Shape question on sample_prior_predictive()

Hi, I think I have a shape bug in my code but I can’t figure out what’s wrong. Basically, when I run sample_prior_predictive() I am getting n times the number of expected number of samples where n is the number of groups.

So for example in this MWE, I expected to get 4 (number of groups) * 500 (number of samples requested) = 2000 samples. But I am getting 4 copies for each sample => 8000 total samples.

import pymc3 as pm
import arviz as az

import numpy as np
import pandas as pd

coords = {
    'region': ['north', 'east', 'south', 'west'],
    'obs_id': np.arange(3 * 4)
}

np.random.seed(0)
df = pd.DataFrame({
    'region': np.repeat(coords['region'], 3),
    'value': np.array([np.random.normal(loc=x, scale=[1], size=(3)) for x in [10, 11, 12, 15]]).reshape(-1)
})
region_labels, region_levels = pd.factorize(df['region'])

with pm.Model(coords=coords) as unpooled_model:
    region_idx = pm.Data('region_idx', region_labels, dims='obs_id')
    
    region_mu = pm.Exponential('region_mu', 0.001, dims='region')
    pooled_sigma = pm.Exponential('sigma', 1 / 100)
    item_mu = region_mu[region_idx]
    
    y = pm.Normal('y', item_mu, sigma=pooled_sigma, observed=df['value'], dims='obs_id')
    prior_checks = pm.sample_prior_predictive(samples=500, random_seed=0)
    idata_prior = az.from_pymc3(prior=prior_checks)

df_prior_samples = idata_prior.prior.to_dataframe()
print(df_prior_samples.shape)
df_prior_samples

However, if I change region_mu = pm.Exponential('region_mu', 0.001, dims='region') to pm.Normal then I’d get 2000 samples as expected. I played around different distributions and found that only Normal works the way I expected. For example, Gamma, ChiSquared, Uniform, etc. all give me 8000 samples (so this is not an issue of number of parameters of the distributions). Can someone help me understand the reason how this works? Thank you!

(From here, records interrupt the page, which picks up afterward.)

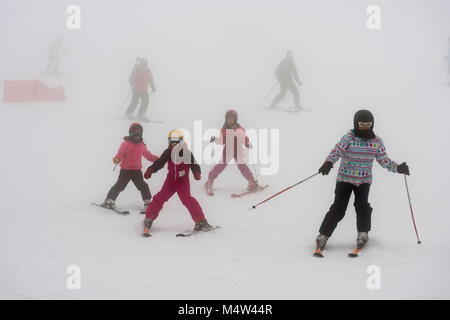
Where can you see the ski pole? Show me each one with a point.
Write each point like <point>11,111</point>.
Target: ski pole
<point>212,156</point>
<point>278,193</point>
<point>412,214</point>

Can you share the output of idata_prior.prior without converting to dataframe in both exponential and normal case?

I have not idea for now what is going on, but I prefer xarray view given how the data is 3d and doing this we’ll also discard any strange conversion issue

Thanks!

For exponential:

Dimensions:
chain: 1draw: 500region: 4region_mu_log___dim_0: 4
Coordinates:
chain
(chain)
int64
0
draw
(draw)
int64
0 1 2 3 4 5 ... 495 496 497 498 499
region
(region)
<U5
'north' 'east' 'south' 'west'
region_mu_log___dim_0
(region_mu_log___dim_0)
int64
0 1 2 3
Data variables:
sigma
(chain, draw)
float64
79.59 125.6 92.32 ... 28.56 70.49
sigma_log__
(chain, draw)
float64
4.377 4.833 4.525 ... 3.352 4.256
region_mu
(chain, draw, region)
float64
371.6 466.9 ... 212.7 1.085e+03
region_mu_log__
(chain, draw, region_mu_log___dim_0)
float64
5.918 6.146 6.613 ... 5.36 6.99
Attributes:
created_at :
2022-02-24T00:47:35.577995
arviz_version :
0.11.2
inference_library :
pymc3
inference_library_version :
3.11.4

For Normal:

Dimensions:
chain: 1draw: 500region: 4
Coordinates:
chain
(chain)
int64
0
draw
(draw)
int64
0 1 2 3 4 5 ... 495 496 497 498 499
region
(region)
<U5
'north' 'east' 'south' 'west'
Data variables:
sigma
(chain, draw)
float64
51.17 52.92 10.9 ... 5.695 114.2
sigma_log__
(chain, draw)
float64
3.935 3.969 2.389 ... 1.74 4.738
region_mu
(chain, draw, region)
float64
18.82 12.0 14.89 ... 4.29 3.445
Attributes:
created_at :
2022-02-24T00:47:46.295879
arviz_version :
0.11.2
inference_library :
pymc3
inference_library_version :
3.11.4

Looks like there is an extra dimension in the exponential case.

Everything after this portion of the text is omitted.